RapidMiner Extension: PaREn Automatic System Construction Wizard

The PaREn Automatic System Construction Wizard is a tool for supporting you in constructing a classification process within RapidMiner. For a given data set, it automatically recommends and constructs a classification process based on certain characteristics of the data set.

More precisely, the Wizard is following an approach called Meta-Learning. Based on Meta-Features and classification performances of 90 UCI data sets, it predicts classification accuracies of certain classifiers for a new given data set.

You can find more details in the the following publications:

Pattern Recognition Engineering
Landmarking for Meta-Learning using RapidMiner

How to install the Wizard?

There are two ways for installing the Wizard:

  • The easiest way is to download it over the RapidMiner update mechanism. For this you click on Help ⇒ Update RapidMiner in the menu bar and select the PaREn Automatic System Construction Wizard for installation. After the automatic installation and a restart of RapidMiner, the functionality of the Wizard is available in RapidMiner.
  • You can also download and install the Wizard manually. Download the archive, extract it, and copy the file “Wizard.jar” into the lib/plugins folder of your RapidMiner installation. You can download the software (including source code) here: PaREn Wizard (zip).

How to use the Wizard?

The usage of the Wizard is very straightforward. In the following, the different steps for constructing your classification process are explained in detail:

Step 1:

First, start the Wizard by clicking on Tools ⇒ Automatic System Construction in the menu bar.

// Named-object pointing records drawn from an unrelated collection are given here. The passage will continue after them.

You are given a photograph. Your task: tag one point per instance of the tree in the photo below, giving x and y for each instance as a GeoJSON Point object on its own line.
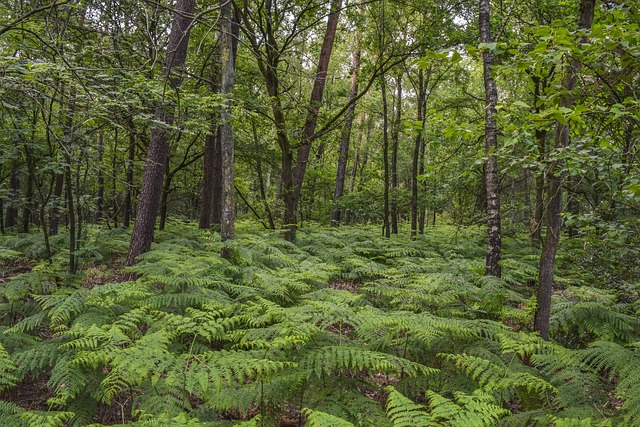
{"type": "Point", "coordinates": [557, 173]}
{"type": "Point", "coordinates": [346, 136]}
{"type": "Point", "coordinates": [151, 189]}
{"type": "Point", "coordinates": [492, 181]}
{"type": "Point", "coordinates": [227, 53]}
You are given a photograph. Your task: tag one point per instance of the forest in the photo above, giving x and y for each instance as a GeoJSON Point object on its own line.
{"type": "Point", "coordinates": [300, 213]}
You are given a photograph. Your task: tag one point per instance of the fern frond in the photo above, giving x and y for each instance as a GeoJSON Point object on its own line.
{"type": "Point", "coordinates": [494, 377]}
{"type": "Point", "coordinates": [403, 412]}
{"type": "Point", "coordinates": [322, 419]}
{"type": "Point", "coordinates": [341, 358]}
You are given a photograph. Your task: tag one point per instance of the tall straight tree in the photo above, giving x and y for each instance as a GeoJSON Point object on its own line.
{"type": "Point", "coordinates": [421, 92]}
{"type": "Point", "coordinates": [345, 137]}
{"type": "Point", "coordinates": [395, 141]}
{"type": "Point", "coordinates": [292, 198]}
{"type": "Point", "coordinates": [227, 53]}
{"type": "Point", "coordinates": [150, 192]}
{"type": "Point", "coordinates": [556, 175]}
{"type": "Point", "coordinates": [494, 245]}
{"type": "Point", "coordinates": [385, 156]}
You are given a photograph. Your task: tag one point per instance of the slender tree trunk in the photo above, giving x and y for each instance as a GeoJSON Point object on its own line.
{"type": "Point", "coordinates": [71, 213]}
{"type": "Point", "coordinates": [541, 137]}
{"type": "Point", "coordinates": [100, 197]}
{"type": "Point", "coordinates": [206, 194]}
{"type": "Point", "coordinates": [128, 195]}
{"type": "Point", "coordinates": [395, 140]}
{"type": "Point", "coordinates": [57, 203]}
{"type": "Point", "coordinates": [423, 211]}
{"type": "Point", "coordinates": [356, 154]}
{"type": "Point", "coordinates": [314, 109]}
{"type": "Point", "coordinates": [385, 156]}
{"type": "Point", "coordinates": [356, 162]}
{"type": "Point", "coordinates": [261, 186]}
{"type": "Point", "coordinates": [114, 182]}
{"type": "Point", "coordinates": [1, 209]}
{"type": "Point", "coordinates": [556, 175]}
{"type": "Point", "coordinates": [345, 138]}
{"type": "Point", "coordinates": [416, 154]}
{"type": "Point", "coordinates": [29, 205]}
{"type": "Point", "coordinates": [14, 194]}
{"type": "Point", "coordinates": [150, 192]}
{"type": "Point", "coordinates": [494, 246]}
{"type": "Point", "coordinates": [227, 51]}
{"type": "Point", "coordinates": [164, 202]}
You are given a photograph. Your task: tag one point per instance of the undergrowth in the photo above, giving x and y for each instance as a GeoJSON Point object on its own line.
{"type": "Point", "coordinates": [342, 328]}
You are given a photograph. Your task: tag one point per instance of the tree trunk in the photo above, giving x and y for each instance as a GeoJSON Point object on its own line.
{"type": "Point", "coordinates": [164, 202]}
{"type": "Point", "coordinates": [28, 205]}
{"type": "Point", "coordinates": [345, 138]}
{"type": "Point", "coordinates": [150, 192]}
{"type": "Point", "coordinates": [556, 174]}
{"type": "Point", "coordinates": [395, 140]}
{"type": "Point", "coordinates": [421, 168]}
{"type": "Point", "coordinates": [72, 217]}
{"type": "Point", "coordinates": [208, 180]}
{"type": "Point", "coordinates": [57, 203]}
{"type": "Point", "coordinates": [261, 186]}
{"type": "Point", "coordinates": [494, 244]}
{"type": "Point", "coordinates": [128, 202]}
{"type": "Point", "coordinates": [100, 197]}
{"type": "Point", "coordinates": [385, 156]}
{"type": "Point", "coordinates": [227, 61]}
{"type": "Point", "coordinates": [416, 153]}
{"type": "Point", "coordinates": [313, 110]}
{"type": "Point", "coordinates": [356, 162]}
{"type": "Point", "coordinates": [1, 208]}
{"type": "Point", "coordinates": [14, 194]}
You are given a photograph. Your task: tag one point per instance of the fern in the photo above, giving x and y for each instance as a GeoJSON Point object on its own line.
{"type": "Point", "coordinates": [405, 413]}
{"type": "Point", "coordinates": [623, 362]}
{"type": "Point", "coordinates": [7, 369]}
{"type": "Point", "coordinates": [494, 377]}
{"type": "Point", "coordinates": [321, 419]}
{"type": "Point", "coordinates": [326, 360]}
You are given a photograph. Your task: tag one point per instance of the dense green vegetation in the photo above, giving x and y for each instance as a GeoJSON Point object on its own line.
{"type": "Point", "coordinates": [342, 327]}
{"type": "Point", "coordinates": [437, 206]}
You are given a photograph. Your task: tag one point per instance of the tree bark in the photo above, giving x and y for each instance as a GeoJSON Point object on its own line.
{"type": "Point", "coordinates": [128, 202]}
{"type": "Point", "coordinates": [556, 174]}
{"type": "Point", "coordinates": [492, 184]}
{"type": "Point", "coordinates": [11, 217]}
{"type": "Point", "coordinates": [151, 189]}
{"type": "Point", "coordinates": [313, 110]}
{"type": "Point", "coordinates": [100, 196]}
{"type": "Point", "coordinates": [227, 52]}
{"type": "Point", "coordinates": [395, 138]}
{"type": "Point", "coordinates": [416, 153]}
{"type": "Point", "coordinates": [345, 138]}
{"type": "Point", "coordinates": [541, 137]}
{"type": "Point", "coordinates": [57, 203]}
{"type": "Point", "coordinates": [385, 156]}
{"type": "Point", "coordinates": [72, 218]}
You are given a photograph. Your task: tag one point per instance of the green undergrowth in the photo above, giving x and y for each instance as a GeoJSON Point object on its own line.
{"type": "Point", "coordinates": [340, 328]}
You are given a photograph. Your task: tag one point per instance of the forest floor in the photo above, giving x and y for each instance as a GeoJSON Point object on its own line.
{"type": "Point", "coordinates": [342, 327]}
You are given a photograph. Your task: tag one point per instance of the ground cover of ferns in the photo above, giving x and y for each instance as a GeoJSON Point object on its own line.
{"type": "Point", "coordinates": [340, 328]}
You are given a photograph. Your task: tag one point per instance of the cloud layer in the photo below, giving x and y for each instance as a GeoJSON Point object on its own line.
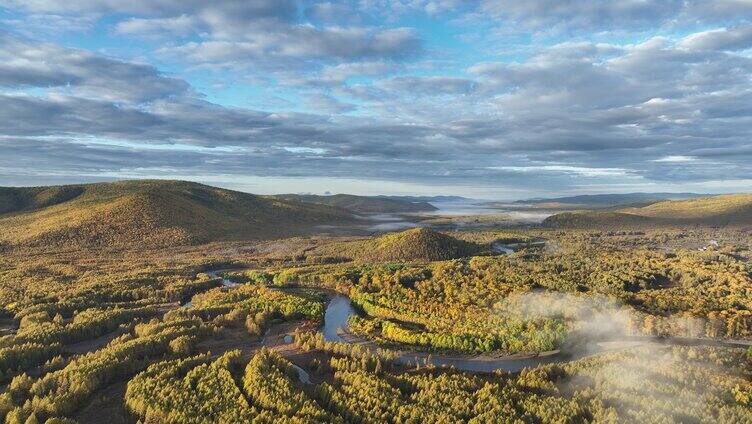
{"type": "Point", "coordinates": [608, 96]}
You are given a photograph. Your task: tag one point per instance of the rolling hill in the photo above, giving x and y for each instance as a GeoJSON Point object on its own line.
{"type": "Point", "coordinates": [149, 213]}
{"type": "Point", "coordinates": [417, 244]}
{"type": "Point", "coordinates": [363, 204]}
{"type": "Point", "coordinates": [714, 211]}
{"type": "Point", "coordinates": [604, 201]}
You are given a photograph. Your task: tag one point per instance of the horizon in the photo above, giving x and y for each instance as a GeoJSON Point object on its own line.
{"type": "Point", "coordinates": [378, 194]}
{"type": "Point", "coordinates": [484, 99]}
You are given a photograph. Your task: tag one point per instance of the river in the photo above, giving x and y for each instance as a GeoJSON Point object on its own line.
{"type": "Point", "coordinates": [340, 309]}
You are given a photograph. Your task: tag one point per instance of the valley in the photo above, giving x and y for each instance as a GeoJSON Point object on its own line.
{"type": "Point", "coordinates": [253, 320]}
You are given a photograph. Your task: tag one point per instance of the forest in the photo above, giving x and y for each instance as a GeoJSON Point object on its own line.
{"type": "Point", "coordinates": [213, 333]}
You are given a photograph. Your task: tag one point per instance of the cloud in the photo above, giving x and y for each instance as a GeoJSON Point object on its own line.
{"type": "Point", "coordinates": [567, 169]}
{"type": "Point", "coordinates": [625, 15]}
{"type": "Point", "coordinates": [736, 38]}
{"type": "Point", "coordinates": [181, 25]}
{"type": "Point", "coordinates": [676, 159]}
{"type": "Point", "coordinates": [428, 86]}
{"type": "Point", "coordinates": [376, 98]}
{"type": "Point", "coordinates": [27, 63]}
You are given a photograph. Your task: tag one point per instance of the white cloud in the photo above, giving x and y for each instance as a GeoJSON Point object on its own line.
{"type": "Point", "coordinates": [676, 159]}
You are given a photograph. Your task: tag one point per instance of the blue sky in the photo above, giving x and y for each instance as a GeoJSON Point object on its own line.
{"type": "Point", "coordinates": [489, 98]}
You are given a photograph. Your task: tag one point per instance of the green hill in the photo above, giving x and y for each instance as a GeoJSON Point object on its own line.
{"type": "Point", "coordinates": [715, 211]}
{"type": "Point", "coordinates": [418, 244]}
{"type": "Point", "coordinates": [363, 204]}
{"type": "Point", "coordinates": [149, 213]}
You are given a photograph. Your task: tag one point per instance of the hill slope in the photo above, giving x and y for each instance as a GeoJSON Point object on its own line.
{"type": "Point", "coordinates": [363, 204]}
{"type": "Point", "coordinates": [715, 211]}
{"type": "Point", "coordinates": [148, 213]}
{"type": "Point", "coordinates": [417, 244]}
{"type": "Point", "coordinates": [609, 200]}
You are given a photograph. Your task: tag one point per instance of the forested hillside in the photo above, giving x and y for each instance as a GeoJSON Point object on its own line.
{"type": "Point", "coordinates": [363, 204]}
{"type": "Point", "coordinates": [149, 213]}
{"type": "Point", "coordinates": [716, 211]}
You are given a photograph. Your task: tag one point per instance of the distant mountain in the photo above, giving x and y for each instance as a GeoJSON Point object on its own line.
{"type": "Point", "coordinates": [363, 204]}
{"type": "Point", "coordinates": [417, 244]}
{"type": "Point", "coordinates": [149, 213]}
{"type": "Point", "coordinates": [609, 200]}
{"type": "Point", "coordinates": [714, 211]}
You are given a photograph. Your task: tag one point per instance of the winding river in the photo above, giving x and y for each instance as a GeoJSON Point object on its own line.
{"type": "Point", "coordinates": [336, 329]}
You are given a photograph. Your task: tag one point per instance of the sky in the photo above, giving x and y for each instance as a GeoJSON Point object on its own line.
{"type": "Point", "coordinates": [495, 99]}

The Wizard is started now and you can select your data set for which you want to construct a classification process.

Step 2:

After selecting your data set and clicking Next, the Wizard extracts Meta-Features from it and predicts accuracies for certain classifiers. This may take a while depending on the size of your data set. When finished, the Wizard presents the classifiers ranked by their predicted accuracies and along with a Root Mean Squared Error (RMSE) value. A small RMSE value indicates that the Wizard is very confident about his prediction.

You now can select which classifiers you want to evaluate in more detail to get an optimal parameterization for them depending on your data set. Note that the evaluation process usually takes some time (as it would if you do it manually). The classifier ranking will help you to select the most promising classifiers and by this reduce evaluation time dramatically. Select the classifiers via the check box and click Next.

Step 3:

As said before, the evaluation for the classifiers may take some time. You can cancel an evaluation for a classifier by clicking the cancel button. After evaluation is finished, the actual accuracy of each previously selected classifer is shown. You now can decide for which classifier you want to construct your classification process. Of course the best classifier is the one with the highest accuracy value. Just check the box in the Load column and click Finish.

The Process

The resulting process is a classification process, which consists of a source operator for your data set, different preprocessing steps according to your classifier, and the classifier itself. After running, the process will result in a classification model, which you can use for further application on new data.

     
Last modified:: 23.09.2010